Introduction To MapReduce

Sometimes datasets are a little larger than what we can easily process on a laptop. In these cases it’s often helpful to harness the power of many machines to do processing of data.

MapReduce

MapReduce is a programming paradigm invented by Google to make it easier to write distributed software using common programming constructs.

In python it’s not unusual to ‘map’ a function across a list:

>>> some_list = ['Hi my', 'name', 'is', 'Stephen Holiday']
>>> map(lambda x: x.swapcase(), some_list)
['hI MY', 'NAME', 'IS', 'sTEPHEN hOLIDAY']

Similarly you can reduce a list by iterating over it and returning a single value each time:

>>> reduce(lambda x, y: x+y, [1, 2, 3, 4, 5]) 
15

It turns out that these two concepts make it very easy for distributive systems to break up tasks. Since each map requires only the current item in the list, the above map operation could have occurred on 4 different machines.

Contrived Example

Let’s say we have a list of a million numbers that we wanted to sum together. Unfortunately they aren’t stored as integers but as strings. Let’s also say that converting these strings to numbers is a really intensive task.

Thankfully we have 4 machines that can do our work for us. In order to harness the power of the machines, we need to some how split up the tasks.

Converting a string to an integer does not require knowledge of the other strings that we wish to convert. It’s an isolated operation to convert the string. This means we can split up the list.

We can also note that summing the integers does not actually require knowing about all of the integers at once. We can apply the summing operation multiple times in order to get the right result. Addition is commutative and associative. This means that we can apply the addition in any order we want.

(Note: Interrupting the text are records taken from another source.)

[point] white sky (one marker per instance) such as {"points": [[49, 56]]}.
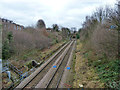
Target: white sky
{"points": [[67, 13]]}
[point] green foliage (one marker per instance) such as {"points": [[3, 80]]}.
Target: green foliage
{"points": [[10, 37], [78, 36], [7, 50], [55, 27], [109, 73], [56, 41]]}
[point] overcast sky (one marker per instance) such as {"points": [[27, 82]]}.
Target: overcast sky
{"points": [[67, 13]]}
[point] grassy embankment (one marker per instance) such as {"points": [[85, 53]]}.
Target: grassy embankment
{"points": [[83, 73]]}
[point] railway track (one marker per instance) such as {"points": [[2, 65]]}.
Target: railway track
{"points": [[55, 80], [35, 77], [54, 75]]}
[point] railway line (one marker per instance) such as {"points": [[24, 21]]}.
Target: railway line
{"points": [[46, 76]]}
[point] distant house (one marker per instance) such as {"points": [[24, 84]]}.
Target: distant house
{"points": [[49, 29], [10, 25]]}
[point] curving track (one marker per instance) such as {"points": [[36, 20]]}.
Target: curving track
{"points": [[37, 76], [54, 75]]}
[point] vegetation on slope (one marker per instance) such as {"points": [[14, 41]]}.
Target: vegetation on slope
{"points": [[99, 36]]}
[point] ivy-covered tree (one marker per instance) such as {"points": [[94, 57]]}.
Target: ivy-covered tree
{"points": [[7, 47]]}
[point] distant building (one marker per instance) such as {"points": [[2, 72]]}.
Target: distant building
{"points": [[10, 25], [49, 29]]}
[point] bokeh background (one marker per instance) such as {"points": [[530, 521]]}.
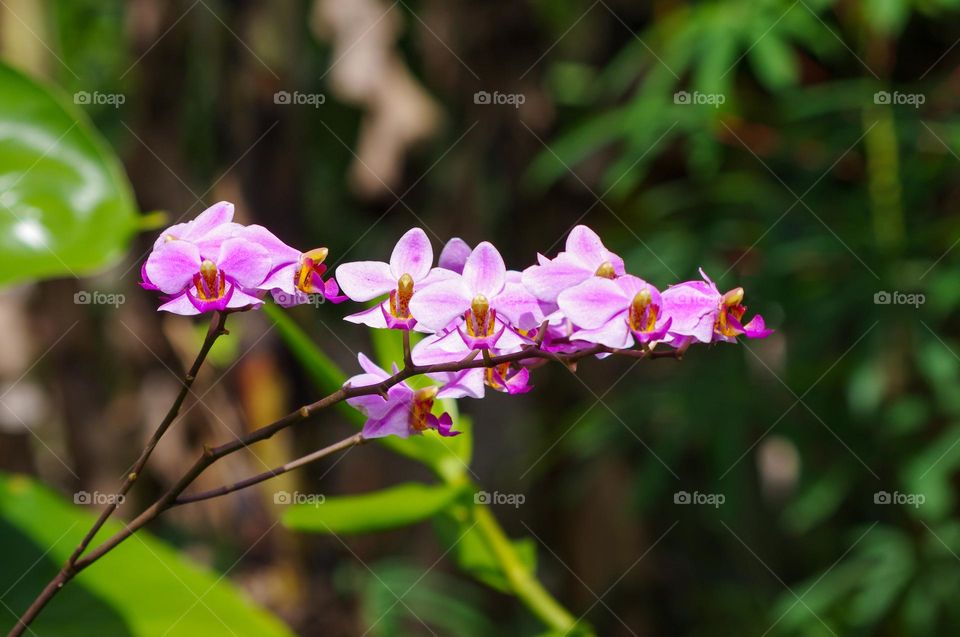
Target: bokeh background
{"points": [[806, 150]]}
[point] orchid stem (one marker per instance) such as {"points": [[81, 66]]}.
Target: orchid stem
{"points": [[69, 569], [526, 587]]}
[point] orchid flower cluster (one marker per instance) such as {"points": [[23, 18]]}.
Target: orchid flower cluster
{"points": [[466, 305]]}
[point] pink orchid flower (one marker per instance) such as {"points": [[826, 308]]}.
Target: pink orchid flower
{"points": [[615, 313], [446, 348], [404, 412], [200, 280], [454, 255], [409, 271], [584, 257], [207, 231], [479, 303], [699, 312], [296, 277]]}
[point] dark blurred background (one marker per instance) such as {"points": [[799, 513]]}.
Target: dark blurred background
{"points": [[805, 150]]}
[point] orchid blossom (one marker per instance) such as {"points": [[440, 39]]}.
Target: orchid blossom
{"points": [[410, 269], [479, 304], [585, 257], [403, 412], [615, 313], [296, 277], [699, 312]]}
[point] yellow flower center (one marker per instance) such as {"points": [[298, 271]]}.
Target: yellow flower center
{"points": [[643, 314], [209, 283], [310, 263], [606, 271], [400, 298], [422, 404]]}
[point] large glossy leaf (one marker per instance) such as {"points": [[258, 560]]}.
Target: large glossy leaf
{"points": [[387, 509], [144, 588], [66, 207]]}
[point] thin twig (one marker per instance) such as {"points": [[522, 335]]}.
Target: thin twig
{"points": [[69, 569], [173, 496]]}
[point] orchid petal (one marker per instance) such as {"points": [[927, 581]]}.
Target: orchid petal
{"points": [[179, 304], [613, 333], [246, 262], [172, 266], [593, 302], [547, 281], [412, 255], [365, 280], [484, 272], [437, 305], [454, 255]]}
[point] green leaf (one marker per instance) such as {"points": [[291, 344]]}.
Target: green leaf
{"points": [[473, 553], [774, 62], [143, 588], [448, 604], [66, 207], [387, 509]]}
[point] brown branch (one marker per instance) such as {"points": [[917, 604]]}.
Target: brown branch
{"points": [[173, 497], [69, 569]]}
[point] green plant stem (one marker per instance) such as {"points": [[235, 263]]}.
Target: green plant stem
{"points": [[526, 586], [523, 583], [70, 568]]}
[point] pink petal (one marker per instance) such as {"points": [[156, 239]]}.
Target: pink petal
{"points": [[172, 266], [281, 278], [613, 333], [239, 298], [593, 302], [583, 243], [246, 262], [437, 305], [521, 308], [412, 255], [693, 307], [547, 281], [365, 280], [454, 255], [180, 304], [280, 252], [757, 328], [466, 384], [484, 273], [372, 317]]}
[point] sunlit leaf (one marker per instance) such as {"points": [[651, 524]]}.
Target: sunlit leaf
{"points": [[143, 588], [390, 508], [66, 207]]}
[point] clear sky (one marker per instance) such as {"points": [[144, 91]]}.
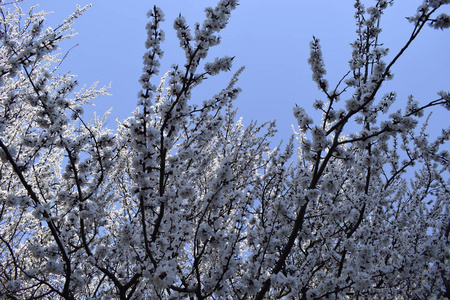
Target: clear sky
{"points": [[271, 38]]}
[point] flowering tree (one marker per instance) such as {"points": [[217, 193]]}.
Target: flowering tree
{"points": [[184, 202]]}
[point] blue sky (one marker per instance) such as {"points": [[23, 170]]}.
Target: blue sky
{"points": [[271, 40]]}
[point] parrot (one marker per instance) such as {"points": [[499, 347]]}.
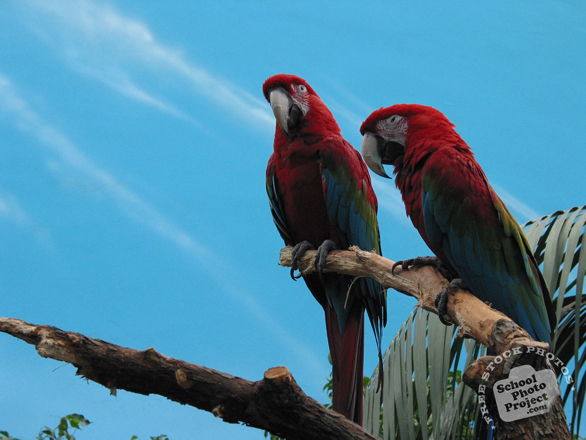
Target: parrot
{"points": [[320, 194], [477, 243]]}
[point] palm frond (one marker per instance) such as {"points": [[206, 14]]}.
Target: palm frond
{"points": [[425, 398]]}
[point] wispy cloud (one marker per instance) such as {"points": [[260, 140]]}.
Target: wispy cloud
{"points": [[98, 41], [12, 211], [520, 210], [71, 159]]}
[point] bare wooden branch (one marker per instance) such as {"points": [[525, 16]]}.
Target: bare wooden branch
{"points": [[275, 403], [474, 318]]}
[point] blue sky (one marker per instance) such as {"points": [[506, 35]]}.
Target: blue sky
{"points": [[134, 141]]}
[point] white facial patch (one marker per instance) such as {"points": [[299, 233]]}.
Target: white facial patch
{"points": [[301, 97], [393, 129]]}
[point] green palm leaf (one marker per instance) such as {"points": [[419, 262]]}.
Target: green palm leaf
{"points": [[425, 398]]}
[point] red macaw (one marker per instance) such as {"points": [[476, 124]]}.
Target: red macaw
{"points": [[320, 194], [458, 214]]}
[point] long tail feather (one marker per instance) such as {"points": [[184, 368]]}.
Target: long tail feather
{"points": [[347, 353]]}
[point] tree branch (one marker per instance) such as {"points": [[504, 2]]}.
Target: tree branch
{"points": [[275, 403], [475, 319]]}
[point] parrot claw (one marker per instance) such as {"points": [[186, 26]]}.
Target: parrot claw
{"points": [[322, 255], [441, 304], [296, 254], [441, 300], [424, 261]]}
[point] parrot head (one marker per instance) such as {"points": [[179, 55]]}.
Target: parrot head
{"points": [[296, 106], [402, 133]]}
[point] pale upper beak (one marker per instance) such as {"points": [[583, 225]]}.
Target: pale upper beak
{"points": [[281, 103], [371, 152]]}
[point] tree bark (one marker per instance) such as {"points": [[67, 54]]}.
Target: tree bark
{"points": [[276, 403], [475, 319]]}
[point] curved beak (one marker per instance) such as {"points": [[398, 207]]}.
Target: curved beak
{"points": [[281, 103], [371, 146]]}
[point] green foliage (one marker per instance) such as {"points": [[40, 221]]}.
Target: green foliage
{"points": [[74, 421], [424, 362], [61, 431]]}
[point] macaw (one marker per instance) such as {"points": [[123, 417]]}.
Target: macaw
{"points": [[320, 194], [458, 214]]}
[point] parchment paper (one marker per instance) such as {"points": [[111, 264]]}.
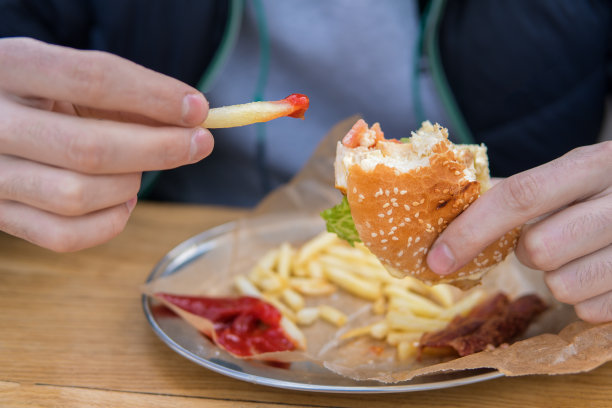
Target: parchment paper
{"points": [[557, 343]]}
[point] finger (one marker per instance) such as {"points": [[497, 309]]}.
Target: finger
{"points": [[597, 309], [582, 278], [60, 233], [99, 80], [517, 199], [567, 235], [61, 191], [98, 147]]}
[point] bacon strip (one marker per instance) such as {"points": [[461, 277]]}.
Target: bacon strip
{"points": [[492, 323]]}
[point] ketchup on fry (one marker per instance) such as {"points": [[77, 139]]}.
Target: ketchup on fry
{"points": [[244, 326]]}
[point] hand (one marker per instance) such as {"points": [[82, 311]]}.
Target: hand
{"points": [[68, 180], [568, 206]]}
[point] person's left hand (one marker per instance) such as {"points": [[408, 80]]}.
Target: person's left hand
{"points": [[567, 205]]}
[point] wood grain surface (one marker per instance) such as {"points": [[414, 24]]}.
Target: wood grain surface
{"points": [[73, 334]]}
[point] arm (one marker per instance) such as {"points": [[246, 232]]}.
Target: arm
{"points": [[567, 205], [68, 180]]}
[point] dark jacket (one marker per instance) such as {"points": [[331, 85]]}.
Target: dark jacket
{"points": [[529, 79]]}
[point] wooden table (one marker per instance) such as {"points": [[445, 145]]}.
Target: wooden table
{"points": [[73, 334]]}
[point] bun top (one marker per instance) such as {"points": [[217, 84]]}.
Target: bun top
{"points": [[402, 195]]}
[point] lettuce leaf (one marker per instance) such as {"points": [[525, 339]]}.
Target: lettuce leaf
{"points": [[340, 221]]}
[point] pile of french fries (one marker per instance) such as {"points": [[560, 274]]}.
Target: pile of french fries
{"points": [[286, 277]]}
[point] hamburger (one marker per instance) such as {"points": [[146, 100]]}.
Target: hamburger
{"points": [[399, 195]]}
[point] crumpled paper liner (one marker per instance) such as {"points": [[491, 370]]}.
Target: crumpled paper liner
{"points": [[290, 213]]}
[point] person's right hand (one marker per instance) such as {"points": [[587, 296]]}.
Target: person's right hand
{"points": [[77, 129]]}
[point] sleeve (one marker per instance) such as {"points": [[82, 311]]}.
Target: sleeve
{"points": [[65, 22]]}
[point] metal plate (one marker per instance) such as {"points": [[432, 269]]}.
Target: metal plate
{"points": [[304, 376]]}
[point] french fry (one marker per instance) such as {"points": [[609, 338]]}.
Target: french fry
{"points": [[307, 316], [411, 323], [396, 337], [332, 315], [284, 260], [403, 300], [315, 245], [406, 350], [315, 270], [464, 305], [356, 332], [379, 306], [295, 105], [353, 284]]}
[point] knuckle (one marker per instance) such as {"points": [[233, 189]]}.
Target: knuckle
{"points": [[559, 287], [522, 192], [596, 310], [62, 240], [576, 228], [86, 153], [536, 250], [117, 221], [90, 74]]}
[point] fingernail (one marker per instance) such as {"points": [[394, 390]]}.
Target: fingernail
{"points": [[440, 259], [199, 144], [192, 108], [131, 204]]}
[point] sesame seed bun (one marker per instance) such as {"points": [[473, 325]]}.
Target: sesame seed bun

 1 + 2 + 3 + 4 + 5 + 6 + 7 + 8 + 9 + 10
=(1+2) + (3+(4+5)) + 6 + ((7+8) + (9+10))
etc...

We could use a worker queue or something similar, but that really requires a lot of customization. Using a MapReduce infrastructure, we can easily deploy new jobs to the cluster.

Map

So our map function could be:

def map_convert_to_int(input_string):
    return int(input_string)

Now, let’s say we had some distributed map reduce framework (cough hadoop), it could break up the list and send a portion of the list to each machine.

For simplicity, we’re only going to use the numbers 1-10, but this can easily be expanded.

list=['1','2','3','4','6','7','8','9','10']
machine_1_list=['2','1','7']
machine_2_list=['10','6']
machine_3_list=['3','5']
machine_4_list=['9','4','8']

So as you can see, each machine gets some subset of the list. The machine doesn’t care which ones it gets, the order, or the size since each map operation is independent.

Once each machine gets it’s list, (or as soon as it receives it’s first item) it can start running the map function. Each machine now has a list of integers.

Reduce

Now we need to sum up the numbers.

Our reducer could look like this:

def reduce_sum(accumulator,new_value):
    return accumulator+new_value

This would be run against the list, with an accumulator value. Since addition is commutative and associative, it doesn’t matter what subset or order we run the reducer.

So, each machine could run the reducer on it’s own list currently stored in memory and return the single sum. Then the master machine that started the job could just run the reducer on the list of results it got back.

Tada! Simple distributive programming.

Conclusion

This article covers the basics of MapReduce. Different implementations have different additional features, but the basics are still there.

This article is just an introduction and later I will write more articles on practical uses of MapReduce.

I hope this was interesting to you, let me know what you think.